Artiste défiant joyeusement les étiquettes, Sandra Nkaké conçoit la musique comme un espace d’échange et de partage.

Lorraine Soliman  • 26 juillet 2012 abonné·es

Généralement, quand on évoque un(e) artiste qui évolue « loin des sentiers battus », c’est que l’autoroute est limitrophe. Avec Sandra Nkaké, l’expression creusée par l’usage reprend tout son sens. Chanteuse en tous genres, grande improvisatrice improvisée, compositrice éclairée, conteuse fascinante, comédienne juste et sincère, graphiste à ses heures, elle défie les étiquettes et les « créneaux » le plus naturellement du monde.

« Mon public ? Il est très varié. Il y a des hip-hoppeurs, des fans de jazz, des fans de funk, de rock, de reggae, des grands bourgeois, des énarques, des ouvriers, des artisans… Tout le monde se croise, se mélange et finit par discuter, c’est assez magique. » Hors-piste, mais surtout pas loin des gens. Chaque concert de Sandra Nkaké se termine de l’autre côté du miroir, en discussion « frontale » avec la salle, « parce que finalement, quand j’amène mes enfants à l’école, quand je vais faire mes courses, quand j’écris des chansons et quand je vais voter, je suis la même personne. Il n’y a pas de différence, si ce n’est que sur scène je revêts l’habit du troubadour et essaie de m’effacer pour que les histoires des personnages puissent toucher les gens au plus près ».

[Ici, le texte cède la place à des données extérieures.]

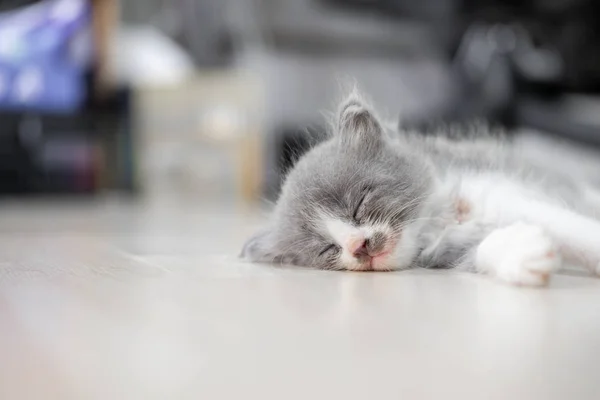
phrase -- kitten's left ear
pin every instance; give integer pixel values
(356, 122)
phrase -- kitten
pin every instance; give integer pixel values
(366, 200)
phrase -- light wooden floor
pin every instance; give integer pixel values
(132, 301)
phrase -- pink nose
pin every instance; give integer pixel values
(359, 248)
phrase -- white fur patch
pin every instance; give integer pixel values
(519, 254)
(344, 234)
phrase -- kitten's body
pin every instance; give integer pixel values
(372, 200)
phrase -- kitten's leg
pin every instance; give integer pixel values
(577, 236)
(519, 254)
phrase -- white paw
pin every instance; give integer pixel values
(520, 254)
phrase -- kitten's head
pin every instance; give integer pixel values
(351, 203)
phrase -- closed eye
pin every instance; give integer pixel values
(357, 209)
(328, 249)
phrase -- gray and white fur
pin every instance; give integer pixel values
(369, 199)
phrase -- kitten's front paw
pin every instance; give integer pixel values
(520, 254)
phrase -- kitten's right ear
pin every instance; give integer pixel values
(356, 123)
(260, 247)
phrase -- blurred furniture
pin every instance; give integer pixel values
(202, 138)
(532, 64)
(64, 129)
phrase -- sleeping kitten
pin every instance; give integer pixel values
(366, 200)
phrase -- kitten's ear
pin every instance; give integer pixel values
(261, 247)
(356, 122)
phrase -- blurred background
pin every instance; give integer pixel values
(211, 100)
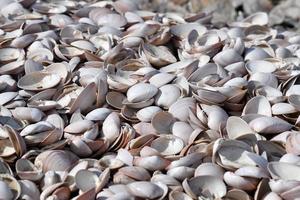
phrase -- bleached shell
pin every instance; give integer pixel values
(258, 105)
(239, 182)
(227, 57)
(98, 114)
(141, 92)
(151, 163)
(177, 195)
(236, 127)
(162, 122)
(251, 171)
(111, 126)
(38, 81)
(283, 108)
(255, 66)
(284, 171)
(30, 114)
(161, 79)
(145, 189)
(10, 54)
(181, 172)
(182, 130)
(146, 114)
(79, 126)
(168, 145)
(137, 173)
(264, 79)
(205, 186)
(209, 169)
(269, 125)
(37, 127)
(167, 95)
(180, 108)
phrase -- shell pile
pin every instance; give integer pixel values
(105, 101)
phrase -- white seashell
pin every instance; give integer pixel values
(141, 92)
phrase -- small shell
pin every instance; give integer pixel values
(146, 114)
(145, 190)
(37, 81)
(227, 57)
(270, 125)
(168, 145)
(206, 186)
(141, 92)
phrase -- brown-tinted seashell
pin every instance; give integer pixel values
(56, 160)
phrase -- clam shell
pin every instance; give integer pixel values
(284, 171)
(111, 127)
(227, 57)
(269, 125)
(145, 189)
(167, 95)
(37, 81)
(205, 186)
(141, 92)
(167, 145)
(146, 114)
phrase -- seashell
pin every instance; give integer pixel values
(177, 195)
(162, 122)
(151, 163)
(256, 54)
(239, 182)
(40, 54)
(98, 114)
(11, 54)
(137, 173)
(146, 114)
(165, 179)
(202, 186)
(79, 126)
(23, 41)
(269, 125)
(182, 130)
(182, 30)
(167, 145)
(209, 169)
(145, 189)
(26, 170)
(272, 195)
(56, 160)
(236, 127)
(181, 173)
(167, 95)
(30, 114)
(232, 154)
(258, 105)
(85, 99)
(264, 79)
(111, 19)
(37, 81)
(181, 107)
(280, 170)
(237, 194)
(250, 171)
(283, 108)
(158, 56)
(29, 190)
(111, 127)
(10, 188)
(262, 66)
(161, 79)
(227, 57)
(141, 92)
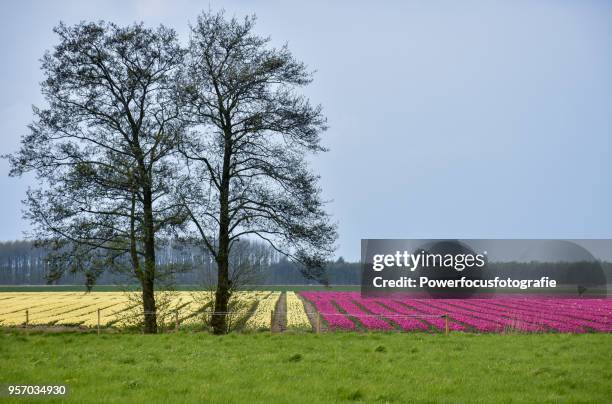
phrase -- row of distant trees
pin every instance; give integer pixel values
(22, 263)
(145, 139)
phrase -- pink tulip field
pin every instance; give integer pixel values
(349, 311)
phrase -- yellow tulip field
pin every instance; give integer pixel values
(249, 310)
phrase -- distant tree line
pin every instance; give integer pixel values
(186, 263)
(22, 263)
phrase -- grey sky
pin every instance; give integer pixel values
(447, 119)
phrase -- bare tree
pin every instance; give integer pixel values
(250, 135)
(103, 150)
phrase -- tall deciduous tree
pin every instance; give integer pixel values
(251, 133)
(103, 149)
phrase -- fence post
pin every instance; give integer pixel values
(446, 323)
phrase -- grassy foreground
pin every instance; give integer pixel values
(374, 367)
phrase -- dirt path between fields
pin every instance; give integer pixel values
(279, 324)
(311, 312)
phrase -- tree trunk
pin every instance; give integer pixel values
(222, 295)
(148, 283)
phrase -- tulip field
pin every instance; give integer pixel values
(328, 311)
(349, 311)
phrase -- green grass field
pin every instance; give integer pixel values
(336, 367)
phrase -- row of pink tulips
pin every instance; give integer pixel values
(346, 310)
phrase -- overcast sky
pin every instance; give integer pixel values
(480, 119)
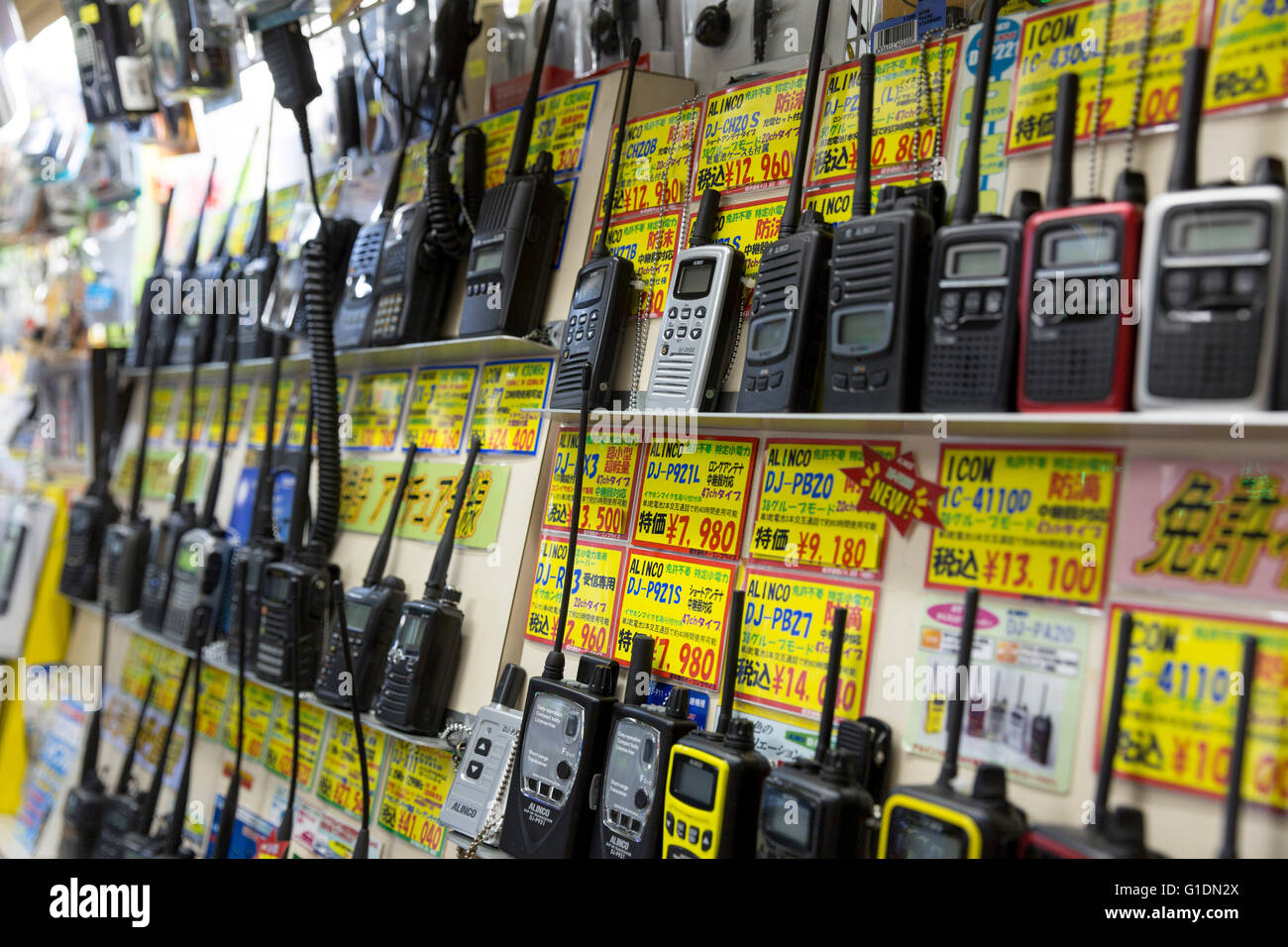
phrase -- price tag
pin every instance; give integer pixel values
(439, 401)
(416, 788)
(1180, 703)
(279, 741)
(606, 483)
(649, 244)
(750, 133)
(656, 158)
(1025, 522)
(1073, 38)
(902, 133)
(683, 605)
(595, 579)
(340, 780)
(806, 514)
(787, 637)
(695, 493)
(506, 411)
(377, 408)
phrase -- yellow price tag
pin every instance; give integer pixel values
(805, 514)
(1025, 521)
(595, 579)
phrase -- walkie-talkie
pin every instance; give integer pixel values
(877, 296)
(818, 808)
(476, 804)
(1212, 304)
(373, 611)
(600, 299)
(518, 232)
(936, 821)
(699, 321)
(565, 727)
(785, 330)
(420, 668)
(632, 789)
(180, 518)
(184, 334)
(1078, 361)
(198, 585)
(974, 278)
(712, 789)
(1113, 832)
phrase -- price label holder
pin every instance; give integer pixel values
(606, 483)
(805, 513)
(782, 660)
(506, 412)
(683, 604)
(1025, 522)
(695, 493)
(439, 403)
(1179, 707)
(416, 787)
(596, 578)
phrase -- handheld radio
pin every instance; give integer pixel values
(1113, 832)
(420, 669)
(90, 515)
(373, 609)
(877, 296)
(819, 808)
(518, 232)
(601, 298)
(703, 305)
(974, 273)
(712, 789)
(476, 804)
(787, 307)
(936, 821)
(1212, 303)
(180, 518)
(632, 789)
(565, 731)
(1078, 361)
(198, 583)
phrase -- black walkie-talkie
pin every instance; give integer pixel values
(420, 668)
(877, 300)
(565, 727)
(975, 272)
(180, 518)
(518, 232)
(373, 611)
(785, 330)
(819, 808)
(601, 298)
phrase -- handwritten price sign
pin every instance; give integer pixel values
(1025, 522)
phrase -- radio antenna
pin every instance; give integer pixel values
(793, 211)
(601, 244)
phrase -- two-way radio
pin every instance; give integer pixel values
(565, 733)
(712, 789)
(373, 611)
(1212, 303)
(699, 322)
(601, 296)
(518, 231)
(936, 821)
(787, 305)
(1078, 361)
(476, 804)
(974, 279)
(877, 296)
(420, 668)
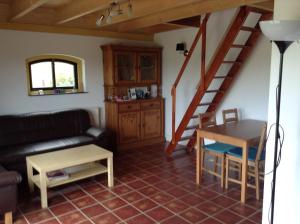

C’est que le talent brut et l’assurance féconde de Sandra Nkaké trouvent ancrage dans une histoire faite de hasards et de rencontres, tout en modestie. Rien, ou presque, ne destinait la Franco-Camerounaise à épouser la voie du chant, du moins à un tel niveau : « Au départ je voulais être journaliste, et puis prof d’anglais. Évidemment, j’ai toujours chanté, notamment sous ma douche [rire], mais je n’ai jamais pris un cours de musique ! Ce métier m’a choisie, et j’ai réussi à travers lui à réunir tout ce que j’aimais. Mais il m’a fallu pas mal d’autogalvanisation pour y parvenir. » Elle, dont la voix émouvante et grave, légèrement voilée, était initialement limitée au registre alto, d’un éclat de rire est propulsée vers les aigus, et se découvre un ambitus beaucoup plus large que prévu. Depuis, l’exploitation de ce potentiel fait merveille. De son enfance tourmentée entre Paris et Yaoundé, bercée par Manu Dibango, Francis Bebey, Miriam Makeba, mais aussi Chopin, Tom Waits, Nina Simone, Joan Baez ou Léo Ferré, il lui reste un talent inouï pour relier ces univers parfois très différents et en faire une musique qui « communique des émotions, des questionnements sur comment on se construit, comment on essaie d’affirmer son unicité ».

Autrement dit, la musique n’est pas une fin en soi, mais un espace de partage où l’esthétique sert nécessairement un propos. C’est ce qu’elle montre aux côtés de l’inclassable Jî Drû notamment, avec lequel elle monte le collectif Push Up ! en 2009. Et puis en solo, avec deux très beaux (et très dissemblables) albums à son actif, Mansaadi en 2008, et aujourd’hui Nothing For Granted (2012, Jazz Village). Chanter en anglais ? Une évidence quand on a grandi dans une famille bilingue, mais qui ne l’empêche nullement d’interpréter Brassens avec le tact de ceux qui savent que rien n’est acquis.